Conservative MSP Annabel Goldie said the patron saint's feast day should be used to celebrate "Scotland's place in and shared history, identity and culture with the UK" during a debate in Holyrood.
But Culture Secretary Fiona Hyslop said she was "bemused" by Miss Goldie's amendment to the Government's debate ahead of the celebrations on November 30.
"It looks as if it's some kind of crude attempt to hijack what should be a celebratory debate by hijacking it for unionist purposes," she said.
Miss Goldie said: "I believe in the UK, and I believe in Scotland's place in that union. You don't have to be a member of the SNP to be proud of Scotland and her achievements. No one in this chamber has a monopoly on patriotism."
She listed things Scotland had achieved as part of the UK such as fighting slavery and fascism, setting up a common market and founding the NHS.

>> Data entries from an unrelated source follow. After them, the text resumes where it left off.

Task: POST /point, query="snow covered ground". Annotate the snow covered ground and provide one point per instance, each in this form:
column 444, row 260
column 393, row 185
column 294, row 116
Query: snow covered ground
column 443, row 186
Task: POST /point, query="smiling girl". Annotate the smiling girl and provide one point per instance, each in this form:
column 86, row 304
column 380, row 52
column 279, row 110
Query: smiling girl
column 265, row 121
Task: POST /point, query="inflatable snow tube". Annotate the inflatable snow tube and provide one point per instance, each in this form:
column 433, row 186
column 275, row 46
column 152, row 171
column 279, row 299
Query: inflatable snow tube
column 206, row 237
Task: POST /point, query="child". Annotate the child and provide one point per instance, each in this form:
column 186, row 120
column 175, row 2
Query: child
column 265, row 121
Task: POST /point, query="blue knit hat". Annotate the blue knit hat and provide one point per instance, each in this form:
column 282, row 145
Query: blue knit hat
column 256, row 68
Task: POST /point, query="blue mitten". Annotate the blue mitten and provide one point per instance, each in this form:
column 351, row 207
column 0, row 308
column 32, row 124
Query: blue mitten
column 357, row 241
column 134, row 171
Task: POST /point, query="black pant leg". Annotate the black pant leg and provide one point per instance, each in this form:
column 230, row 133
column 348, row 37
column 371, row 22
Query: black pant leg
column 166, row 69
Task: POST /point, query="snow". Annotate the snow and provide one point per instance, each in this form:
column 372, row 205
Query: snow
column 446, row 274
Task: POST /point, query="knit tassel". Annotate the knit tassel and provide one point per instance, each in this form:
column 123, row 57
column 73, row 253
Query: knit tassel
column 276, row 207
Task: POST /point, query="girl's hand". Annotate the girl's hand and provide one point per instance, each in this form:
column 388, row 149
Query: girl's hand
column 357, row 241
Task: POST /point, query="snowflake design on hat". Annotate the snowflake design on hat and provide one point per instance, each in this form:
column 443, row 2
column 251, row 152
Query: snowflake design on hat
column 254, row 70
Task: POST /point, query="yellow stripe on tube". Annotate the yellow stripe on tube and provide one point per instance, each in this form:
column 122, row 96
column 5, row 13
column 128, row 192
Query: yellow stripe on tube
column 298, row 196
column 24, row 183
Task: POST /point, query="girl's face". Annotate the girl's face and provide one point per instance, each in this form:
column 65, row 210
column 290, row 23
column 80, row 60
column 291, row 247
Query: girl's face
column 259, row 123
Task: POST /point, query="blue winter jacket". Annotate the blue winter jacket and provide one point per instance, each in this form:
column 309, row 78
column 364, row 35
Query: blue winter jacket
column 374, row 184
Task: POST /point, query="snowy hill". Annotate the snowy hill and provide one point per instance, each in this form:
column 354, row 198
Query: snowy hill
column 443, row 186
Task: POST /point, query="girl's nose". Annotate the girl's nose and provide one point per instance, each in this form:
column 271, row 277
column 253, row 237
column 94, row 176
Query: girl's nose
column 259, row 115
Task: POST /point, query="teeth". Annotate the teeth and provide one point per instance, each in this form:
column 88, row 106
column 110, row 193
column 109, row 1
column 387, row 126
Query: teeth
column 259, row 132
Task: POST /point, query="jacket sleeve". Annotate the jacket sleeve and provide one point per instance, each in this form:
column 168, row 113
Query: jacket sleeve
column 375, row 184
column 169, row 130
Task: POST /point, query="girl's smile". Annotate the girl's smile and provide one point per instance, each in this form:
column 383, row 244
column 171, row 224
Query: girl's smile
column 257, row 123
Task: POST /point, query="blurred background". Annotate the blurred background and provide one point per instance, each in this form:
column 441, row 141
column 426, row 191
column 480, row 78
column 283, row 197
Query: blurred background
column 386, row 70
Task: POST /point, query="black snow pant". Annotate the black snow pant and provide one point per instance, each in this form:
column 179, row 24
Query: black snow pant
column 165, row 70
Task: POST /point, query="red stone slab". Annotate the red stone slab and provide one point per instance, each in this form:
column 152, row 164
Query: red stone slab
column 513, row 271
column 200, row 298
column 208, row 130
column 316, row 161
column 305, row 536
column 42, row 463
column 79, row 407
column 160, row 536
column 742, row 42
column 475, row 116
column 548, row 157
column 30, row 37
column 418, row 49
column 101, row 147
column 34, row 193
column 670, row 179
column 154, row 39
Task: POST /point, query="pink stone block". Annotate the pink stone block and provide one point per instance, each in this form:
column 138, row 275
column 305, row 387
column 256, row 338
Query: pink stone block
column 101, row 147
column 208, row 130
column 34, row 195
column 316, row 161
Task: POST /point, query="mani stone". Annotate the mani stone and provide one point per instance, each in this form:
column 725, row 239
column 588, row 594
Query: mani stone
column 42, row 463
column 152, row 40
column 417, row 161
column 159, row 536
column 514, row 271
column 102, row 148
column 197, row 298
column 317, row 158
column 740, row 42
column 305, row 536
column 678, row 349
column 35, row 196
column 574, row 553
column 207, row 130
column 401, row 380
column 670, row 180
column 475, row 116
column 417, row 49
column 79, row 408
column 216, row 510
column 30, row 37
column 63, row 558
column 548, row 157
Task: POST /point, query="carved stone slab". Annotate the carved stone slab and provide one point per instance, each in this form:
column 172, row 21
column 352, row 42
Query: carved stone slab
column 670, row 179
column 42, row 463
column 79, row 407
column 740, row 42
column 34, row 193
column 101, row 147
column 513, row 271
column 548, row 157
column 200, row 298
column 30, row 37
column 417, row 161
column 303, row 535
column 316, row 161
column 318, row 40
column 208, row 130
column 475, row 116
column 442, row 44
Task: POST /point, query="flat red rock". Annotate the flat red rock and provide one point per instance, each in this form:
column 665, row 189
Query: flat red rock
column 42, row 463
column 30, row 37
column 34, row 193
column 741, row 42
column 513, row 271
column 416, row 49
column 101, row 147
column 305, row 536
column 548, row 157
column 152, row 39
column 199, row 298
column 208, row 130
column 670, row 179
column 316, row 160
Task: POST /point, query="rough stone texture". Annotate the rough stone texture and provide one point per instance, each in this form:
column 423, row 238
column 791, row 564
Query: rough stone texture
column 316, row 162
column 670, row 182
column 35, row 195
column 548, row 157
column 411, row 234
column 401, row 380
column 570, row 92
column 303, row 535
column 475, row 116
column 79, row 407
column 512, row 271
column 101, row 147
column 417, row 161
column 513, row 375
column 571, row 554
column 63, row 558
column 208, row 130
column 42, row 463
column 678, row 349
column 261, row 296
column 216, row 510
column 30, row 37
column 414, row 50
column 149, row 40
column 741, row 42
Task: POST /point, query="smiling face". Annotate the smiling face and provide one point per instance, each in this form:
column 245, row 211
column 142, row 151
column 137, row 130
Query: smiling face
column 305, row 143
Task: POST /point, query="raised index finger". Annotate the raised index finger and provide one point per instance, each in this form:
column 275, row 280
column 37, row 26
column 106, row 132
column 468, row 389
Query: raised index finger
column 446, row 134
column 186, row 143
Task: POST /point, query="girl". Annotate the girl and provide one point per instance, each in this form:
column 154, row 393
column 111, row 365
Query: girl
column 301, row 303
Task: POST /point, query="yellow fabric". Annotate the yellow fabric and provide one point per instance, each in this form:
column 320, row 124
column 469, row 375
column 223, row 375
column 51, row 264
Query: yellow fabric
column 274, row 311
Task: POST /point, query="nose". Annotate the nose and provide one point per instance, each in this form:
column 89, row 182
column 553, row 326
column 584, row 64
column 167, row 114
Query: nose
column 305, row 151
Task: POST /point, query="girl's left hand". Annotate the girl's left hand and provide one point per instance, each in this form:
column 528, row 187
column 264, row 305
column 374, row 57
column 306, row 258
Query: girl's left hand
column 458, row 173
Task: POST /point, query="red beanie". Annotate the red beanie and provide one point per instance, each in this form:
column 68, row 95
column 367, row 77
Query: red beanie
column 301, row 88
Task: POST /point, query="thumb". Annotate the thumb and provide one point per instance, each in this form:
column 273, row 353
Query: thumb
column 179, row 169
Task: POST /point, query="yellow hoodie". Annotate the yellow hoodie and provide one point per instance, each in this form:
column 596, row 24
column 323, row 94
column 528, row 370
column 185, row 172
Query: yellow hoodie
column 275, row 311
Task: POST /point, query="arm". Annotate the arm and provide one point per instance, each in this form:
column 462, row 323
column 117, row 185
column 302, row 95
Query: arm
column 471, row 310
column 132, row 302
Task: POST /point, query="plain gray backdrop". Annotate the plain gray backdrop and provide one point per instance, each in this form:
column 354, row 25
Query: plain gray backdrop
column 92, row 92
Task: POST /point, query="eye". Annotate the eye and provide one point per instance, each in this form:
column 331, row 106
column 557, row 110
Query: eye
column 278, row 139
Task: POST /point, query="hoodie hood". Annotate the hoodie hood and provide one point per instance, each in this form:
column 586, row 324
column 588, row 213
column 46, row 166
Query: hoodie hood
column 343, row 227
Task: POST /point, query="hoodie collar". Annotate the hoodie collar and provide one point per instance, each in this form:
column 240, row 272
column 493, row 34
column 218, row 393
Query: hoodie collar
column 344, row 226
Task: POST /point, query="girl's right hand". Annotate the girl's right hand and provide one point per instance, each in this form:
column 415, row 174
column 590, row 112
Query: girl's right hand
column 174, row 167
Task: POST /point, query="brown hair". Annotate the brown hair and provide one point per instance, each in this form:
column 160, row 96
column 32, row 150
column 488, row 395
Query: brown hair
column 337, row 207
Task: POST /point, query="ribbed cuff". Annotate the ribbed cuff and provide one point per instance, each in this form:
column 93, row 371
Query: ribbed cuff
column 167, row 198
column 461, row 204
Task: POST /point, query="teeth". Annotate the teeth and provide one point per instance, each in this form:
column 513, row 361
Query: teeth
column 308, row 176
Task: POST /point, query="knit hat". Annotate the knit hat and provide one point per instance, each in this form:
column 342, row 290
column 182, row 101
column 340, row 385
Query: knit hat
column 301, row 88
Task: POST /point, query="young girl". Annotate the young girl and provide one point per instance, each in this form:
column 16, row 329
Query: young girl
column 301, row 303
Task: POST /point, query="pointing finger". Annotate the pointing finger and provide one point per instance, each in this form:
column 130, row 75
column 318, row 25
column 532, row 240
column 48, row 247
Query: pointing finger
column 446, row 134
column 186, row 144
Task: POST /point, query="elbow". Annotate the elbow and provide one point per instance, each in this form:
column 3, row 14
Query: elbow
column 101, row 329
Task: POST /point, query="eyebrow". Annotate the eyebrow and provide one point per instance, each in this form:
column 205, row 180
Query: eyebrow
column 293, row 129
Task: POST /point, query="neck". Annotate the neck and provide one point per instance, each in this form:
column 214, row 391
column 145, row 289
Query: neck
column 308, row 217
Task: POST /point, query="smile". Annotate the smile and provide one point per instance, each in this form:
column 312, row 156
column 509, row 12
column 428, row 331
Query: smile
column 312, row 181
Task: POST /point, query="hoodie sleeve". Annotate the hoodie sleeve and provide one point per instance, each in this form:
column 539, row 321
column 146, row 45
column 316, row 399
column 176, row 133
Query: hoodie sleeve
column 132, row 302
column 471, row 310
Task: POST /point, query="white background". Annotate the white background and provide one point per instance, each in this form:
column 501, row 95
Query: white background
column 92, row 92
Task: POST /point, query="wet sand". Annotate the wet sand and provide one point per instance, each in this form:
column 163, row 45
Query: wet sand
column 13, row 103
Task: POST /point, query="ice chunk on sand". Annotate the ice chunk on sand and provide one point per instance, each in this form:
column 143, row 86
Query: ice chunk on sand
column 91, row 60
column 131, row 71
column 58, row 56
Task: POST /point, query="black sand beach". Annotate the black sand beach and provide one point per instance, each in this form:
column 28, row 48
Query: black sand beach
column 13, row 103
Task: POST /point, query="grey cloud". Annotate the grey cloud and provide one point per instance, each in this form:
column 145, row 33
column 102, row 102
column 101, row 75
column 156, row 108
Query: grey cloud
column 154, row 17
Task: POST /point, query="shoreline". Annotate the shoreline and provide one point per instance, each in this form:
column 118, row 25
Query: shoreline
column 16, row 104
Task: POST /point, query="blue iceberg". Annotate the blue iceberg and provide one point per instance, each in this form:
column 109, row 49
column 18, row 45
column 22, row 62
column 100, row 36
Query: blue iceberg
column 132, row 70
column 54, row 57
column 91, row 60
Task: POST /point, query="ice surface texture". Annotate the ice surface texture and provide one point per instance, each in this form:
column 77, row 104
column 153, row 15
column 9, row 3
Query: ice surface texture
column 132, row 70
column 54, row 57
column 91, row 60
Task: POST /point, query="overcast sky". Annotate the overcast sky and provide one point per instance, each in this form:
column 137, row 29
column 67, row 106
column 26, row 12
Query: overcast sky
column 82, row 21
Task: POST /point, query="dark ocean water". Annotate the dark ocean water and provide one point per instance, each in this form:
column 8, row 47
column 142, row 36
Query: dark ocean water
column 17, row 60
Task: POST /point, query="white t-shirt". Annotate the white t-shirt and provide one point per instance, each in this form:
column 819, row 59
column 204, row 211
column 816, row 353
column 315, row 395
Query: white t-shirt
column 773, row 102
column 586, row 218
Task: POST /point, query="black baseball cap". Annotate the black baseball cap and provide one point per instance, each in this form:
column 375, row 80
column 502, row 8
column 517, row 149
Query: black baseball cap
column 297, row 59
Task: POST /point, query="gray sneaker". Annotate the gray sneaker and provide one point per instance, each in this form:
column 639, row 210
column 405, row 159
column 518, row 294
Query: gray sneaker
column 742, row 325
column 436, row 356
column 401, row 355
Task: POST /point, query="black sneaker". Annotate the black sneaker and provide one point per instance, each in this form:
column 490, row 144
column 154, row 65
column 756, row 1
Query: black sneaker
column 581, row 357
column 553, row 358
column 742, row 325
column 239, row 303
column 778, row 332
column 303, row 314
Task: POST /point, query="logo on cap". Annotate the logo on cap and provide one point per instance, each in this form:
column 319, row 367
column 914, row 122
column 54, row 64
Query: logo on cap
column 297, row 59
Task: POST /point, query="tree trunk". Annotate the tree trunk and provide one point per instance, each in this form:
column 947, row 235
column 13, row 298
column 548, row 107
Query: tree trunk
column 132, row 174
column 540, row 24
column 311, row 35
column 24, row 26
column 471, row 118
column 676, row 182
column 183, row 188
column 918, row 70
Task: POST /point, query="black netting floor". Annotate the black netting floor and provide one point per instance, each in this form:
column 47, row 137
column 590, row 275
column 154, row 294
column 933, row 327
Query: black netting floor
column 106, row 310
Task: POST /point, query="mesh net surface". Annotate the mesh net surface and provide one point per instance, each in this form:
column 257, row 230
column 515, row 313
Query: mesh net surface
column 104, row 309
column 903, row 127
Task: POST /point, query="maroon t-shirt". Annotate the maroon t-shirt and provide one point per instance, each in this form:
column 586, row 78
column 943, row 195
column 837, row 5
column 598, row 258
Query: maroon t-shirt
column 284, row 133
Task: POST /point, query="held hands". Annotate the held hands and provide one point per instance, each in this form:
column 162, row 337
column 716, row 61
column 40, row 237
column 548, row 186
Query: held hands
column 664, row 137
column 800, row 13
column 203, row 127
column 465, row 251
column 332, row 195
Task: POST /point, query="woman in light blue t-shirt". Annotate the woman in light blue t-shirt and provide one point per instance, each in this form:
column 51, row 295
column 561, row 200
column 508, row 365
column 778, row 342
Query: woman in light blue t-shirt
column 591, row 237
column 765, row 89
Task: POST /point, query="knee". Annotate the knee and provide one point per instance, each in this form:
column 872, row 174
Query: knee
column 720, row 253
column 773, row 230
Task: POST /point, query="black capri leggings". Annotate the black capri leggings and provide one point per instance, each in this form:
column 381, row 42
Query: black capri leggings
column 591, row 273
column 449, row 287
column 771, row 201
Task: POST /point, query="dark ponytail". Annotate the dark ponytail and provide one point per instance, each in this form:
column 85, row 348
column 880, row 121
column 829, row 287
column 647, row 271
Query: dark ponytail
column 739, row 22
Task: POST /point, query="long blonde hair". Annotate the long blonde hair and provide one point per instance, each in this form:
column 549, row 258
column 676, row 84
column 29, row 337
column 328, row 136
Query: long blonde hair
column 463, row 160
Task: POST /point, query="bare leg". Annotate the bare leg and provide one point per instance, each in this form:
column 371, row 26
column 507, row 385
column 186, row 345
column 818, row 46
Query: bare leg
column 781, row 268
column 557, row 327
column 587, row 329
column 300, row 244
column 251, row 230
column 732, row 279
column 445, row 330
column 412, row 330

Labour MSP Patricia Ferguson said her party "does not have the same difficulties with the Conservative amendment as others seem to do", and suggested people could wear a saltire and union jack badge as a universal symbol of St Andrew's Day.
Meanwhile, a former Labour councillor and a leading figure in the pro-independence campaign set a more conciliatory tone by urging the whole of Scotland to celebrate St Andrew's Day whatever their views may be on the future constitution of Scotland.
Former Edinburgh Lord Provost Eric Milligan wants Scotland to remain in the UK whereas ex-Labour MP and MSP-turned-independence campaigner Dennis Canavan chairs the advisory board of Yes Scotland. In a joint statement, they said: "We may disagree on the question of Scotland's constitutional future but we absolutely agree that the celebration of St Andrew's Day should be as inclusive as possible, embracing all the people of Scotland, irrespective of their politics, their faith or their ethnic origin."
But Scottish Secretary Michael Moore will use an inaugural St Andrew's Day speech to say that Scottish identity has flourished within the UK and does not need to become a separate state. He is establishing an annual St Andrew's Day address at the Scotland Office in Whitehall to encourage prominent individuals to tell a London audience what Scotland means to them.